Virtual assistants such as Apple’s Siri and Amazon’s Alexa have their shortcomings. Critics point out that they are a long way from being able to hold genuine conversations and that their usefulness is currently overhyped. On the other hand, and within certain limitations, voice control technology has already proved its validity in a variety of scenarios where a manual interface would be inconvenient or dangerous.
Driving provides the obvious example: voice recognition software such as that used by Ford for its SYNC infotainment system allows drivers to control its functions without taking their hands off the wheel or eyes off the road. Elsewhere, automatic spoken word to text conversion is liberating certain professionals, such as physicians, from the encumbrance of having to scribble notes by hand as they work.
It is possible to see how areas of the factory floor might benefit from similar thinking. When it comes to the setting up, use or maintenance of machinery, hands-free interaction could make the work of operators both safer and, with less downtime, more productive.
Though in its very early stages, voice control technology for industry is now starting to get off the ground. iTSpeex’s ATHENA is one of the first voice-activated operating systems designed specifically for use with CNC machines such as lathes, mills and grinders. By means of a headset, microphone and notebook PC, the user can both instruct machines to carry out specific operations and instantly access information from machine manuals and factory documentation.

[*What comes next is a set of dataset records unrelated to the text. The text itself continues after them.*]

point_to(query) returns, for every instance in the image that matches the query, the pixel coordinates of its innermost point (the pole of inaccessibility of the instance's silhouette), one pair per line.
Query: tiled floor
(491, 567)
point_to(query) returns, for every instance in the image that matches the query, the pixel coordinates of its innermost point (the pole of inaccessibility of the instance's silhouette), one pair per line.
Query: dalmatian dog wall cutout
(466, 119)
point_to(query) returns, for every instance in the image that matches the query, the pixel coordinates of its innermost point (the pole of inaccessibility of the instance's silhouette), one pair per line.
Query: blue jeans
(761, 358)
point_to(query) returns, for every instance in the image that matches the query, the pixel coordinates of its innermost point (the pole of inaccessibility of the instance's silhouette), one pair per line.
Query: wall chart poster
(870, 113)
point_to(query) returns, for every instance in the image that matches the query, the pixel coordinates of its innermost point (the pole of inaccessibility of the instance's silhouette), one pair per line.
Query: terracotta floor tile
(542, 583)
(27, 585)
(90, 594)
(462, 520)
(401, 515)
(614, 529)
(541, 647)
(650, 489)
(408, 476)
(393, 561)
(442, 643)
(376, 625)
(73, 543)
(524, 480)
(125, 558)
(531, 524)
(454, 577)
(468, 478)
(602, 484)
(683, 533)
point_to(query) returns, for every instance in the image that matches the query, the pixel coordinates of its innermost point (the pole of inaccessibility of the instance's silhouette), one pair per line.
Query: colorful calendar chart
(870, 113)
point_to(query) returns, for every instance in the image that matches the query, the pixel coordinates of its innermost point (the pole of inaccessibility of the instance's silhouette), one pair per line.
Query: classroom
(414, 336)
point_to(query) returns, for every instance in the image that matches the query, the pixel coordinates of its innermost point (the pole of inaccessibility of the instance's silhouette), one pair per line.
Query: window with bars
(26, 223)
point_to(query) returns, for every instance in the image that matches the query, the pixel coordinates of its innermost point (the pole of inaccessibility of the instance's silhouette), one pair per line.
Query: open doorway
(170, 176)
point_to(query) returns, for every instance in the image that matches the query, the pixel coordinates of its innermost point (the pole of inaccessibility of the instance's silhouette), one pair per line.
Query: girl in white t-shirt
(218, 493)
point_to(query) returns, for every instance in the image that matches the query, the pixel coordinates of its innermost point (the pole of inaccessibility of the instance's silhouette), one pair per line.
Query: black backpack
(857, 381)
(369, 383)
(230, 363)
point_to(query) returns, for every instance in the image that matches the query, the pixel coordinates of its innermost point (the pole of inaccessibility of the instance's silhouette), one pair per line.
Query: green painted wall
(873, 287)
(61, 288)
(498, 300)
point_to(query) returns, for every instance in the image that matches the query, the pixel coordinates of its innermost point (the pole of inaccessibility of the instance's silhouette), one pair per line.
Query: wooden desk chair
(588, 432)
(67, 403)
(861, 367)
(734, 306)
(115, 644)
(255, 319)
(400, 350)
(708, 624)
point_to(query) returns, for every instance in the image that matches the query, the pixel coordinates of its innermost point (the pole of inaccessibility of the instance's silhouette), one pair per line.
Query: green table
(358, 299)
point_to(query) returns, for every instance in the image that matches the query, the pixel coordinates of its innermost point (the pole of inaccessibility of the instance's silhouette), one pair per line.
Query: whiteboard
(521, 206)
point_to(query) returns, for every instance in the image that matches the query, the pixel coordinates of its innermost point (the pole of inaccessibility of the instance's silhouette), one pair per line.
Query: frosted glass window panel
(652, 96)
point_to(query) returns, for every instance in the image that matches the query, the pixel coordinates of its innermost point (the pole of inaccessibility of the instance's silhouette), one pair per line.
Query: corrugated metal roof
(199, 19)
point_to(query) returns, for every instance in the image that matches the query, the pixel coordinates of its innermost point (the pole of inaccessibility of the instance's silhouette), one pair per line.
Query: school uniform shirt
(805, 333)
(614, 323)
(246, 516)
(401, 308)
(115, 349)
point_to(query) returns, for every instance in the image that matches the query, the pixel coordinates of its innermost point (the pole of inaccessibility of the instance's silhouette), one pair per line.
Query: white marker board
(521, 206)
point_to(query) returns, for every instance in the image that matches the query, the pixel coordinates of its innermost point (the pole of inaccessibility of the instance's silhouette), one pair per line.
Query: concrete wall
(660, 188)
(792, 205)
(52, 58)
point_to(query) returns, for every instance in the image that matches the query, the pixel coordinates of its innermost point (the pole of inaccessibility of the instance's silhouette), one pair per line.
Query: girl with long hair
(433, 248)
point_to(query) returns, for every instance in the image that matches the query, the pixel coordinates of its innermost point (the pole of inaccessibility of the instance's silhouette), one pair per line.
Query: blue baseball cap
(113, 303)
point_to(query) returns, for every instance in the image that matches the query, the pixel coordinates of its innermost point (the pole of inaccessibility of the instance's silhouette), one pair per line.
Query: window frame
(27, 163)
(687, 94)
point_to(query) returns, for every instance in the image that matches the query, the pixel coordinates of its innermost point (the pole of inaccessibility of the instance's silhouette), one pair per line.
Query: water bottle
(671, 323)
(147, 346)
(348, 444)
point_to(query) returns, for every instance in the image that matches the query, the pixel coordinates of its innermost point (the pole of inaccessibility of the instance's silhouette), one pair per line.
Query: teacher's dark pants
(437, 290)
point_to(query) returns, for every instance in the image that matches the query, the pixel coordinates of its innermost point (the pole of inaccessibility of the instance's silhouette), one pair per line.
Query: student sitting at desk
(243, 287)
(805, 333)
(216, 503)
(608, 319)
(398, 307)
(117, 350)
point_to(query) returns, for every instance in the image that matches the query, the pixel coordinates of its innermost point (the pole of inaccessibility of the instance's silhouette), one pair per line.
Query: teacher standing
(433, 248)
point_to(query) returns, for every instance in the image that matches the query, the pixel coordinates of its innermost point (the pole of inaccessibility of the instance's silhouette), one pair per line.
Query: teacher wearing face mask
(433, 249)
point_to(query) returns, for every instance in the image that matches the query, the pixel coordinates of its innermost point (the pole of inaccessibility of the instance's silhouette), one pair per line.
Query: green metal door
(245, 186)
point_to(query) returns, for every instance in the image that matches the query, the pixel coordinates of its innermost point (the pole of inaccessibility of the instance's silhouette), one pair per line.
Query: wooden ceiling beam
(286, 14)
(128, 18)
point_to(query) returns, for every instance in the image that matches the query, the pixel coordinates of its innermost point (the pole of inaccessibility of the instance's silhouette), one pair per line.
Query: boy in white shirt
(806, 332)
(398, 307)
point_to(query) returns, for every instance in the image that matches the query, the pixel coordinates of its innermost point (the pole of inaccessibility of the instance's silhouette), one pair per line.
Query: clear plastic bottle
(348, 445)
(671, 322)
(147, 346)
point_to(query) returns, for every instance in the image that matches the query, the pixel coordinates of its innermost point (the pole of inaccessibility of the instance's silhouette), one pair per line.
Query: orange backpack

The kind of algorithms underpinning this capability have come a long way from Siri’s first forays into fetching internet search results. And other aspects of the system have been specially developed to meet the challenges of the industrial environment, such as the shop noise-cancelling features of the headset.
On one level, the naturally limited range of words and command types involved in a user’s interaction with a machine like a drill or a cutter makes appropriate voice control programming relatively easy. This is not to say, of course, that basic training in the right terminology is not necessary for users. Nor that other problems universal to speech recognition software, such as strong regional accents, do not also need resolving here.
It is particularly important in an industrial context, however, that spoken commands be no less clear than those traditionally delivered by buttons and keypads. Hence the need for an activation word used at the start of utterances – to make sure the machine knows the words are directed particularly to it – and, where necessary, system requests for clarification or confirmation. Hence, too, the need for proper authorisation protocols.
The story about Amazon’s Alexa accidentally ordering some cat food when it overheard one of Amazon’s own adverts is funny enough – but not the kind of true story one wants to hear a factory-setting-variation of. In a sense, the challenge of voice control technology is to make interaction with devices easy but not too easy: easy enough to make machine activation swift and natural, but not so easy as to risk dangerous or costly consequences.
If new technology is to improve efficiency without compromising workplace safety, it must also do so without undermining system security. The threat of cyber-crime rises as businesses become more digitised, and, as it stands, voice tech is a widely accepted major risk component of digital systems.
ATHENA emphasises that it functions completely locally, without an internet connection. And a voice-activated maintenance assistant recently in development by Siemens (by means of which technicians in wind turbines might verbally access information while continuing complex work with both hands) envisages the restriction of all associated data to the company’s own cloud-based operating system.
And yet it is difficult to imagine voice-controlled machines being kept away from shared internet space in the long term. Chip technology, after all, is finding ever more power-efficient ways of running speech-recognition software, broadening significantly the range of devices suitable for voice operation – including the kind of IofT devices already known for their vulnerability to hackers.
There is every chance that challenges like these will eventually be met. As has been proven in the domestic and leisure spheres, for many the spoken digital interface is natural and preferred. Search engines like Google are already being adapted to respond not just to typed keywords but to ordinary, spoken phrasing.
Points of friction, it seems, between human beings and the devices they live and work with, are everywhere being smoothed away. It is a sort of closing of the culture gap. Whether it be industrial robots that look and behave increasingly like human arms, or the constant redesign of laptops and other devices the better to reflect actual handling, all is in pursuit of a kind of complete ergonomic fit.
That natural speech should at some point supersede the artifice of typed code is part of the same trend – though in this case the imagined industrial endpoint remains some considerable way off.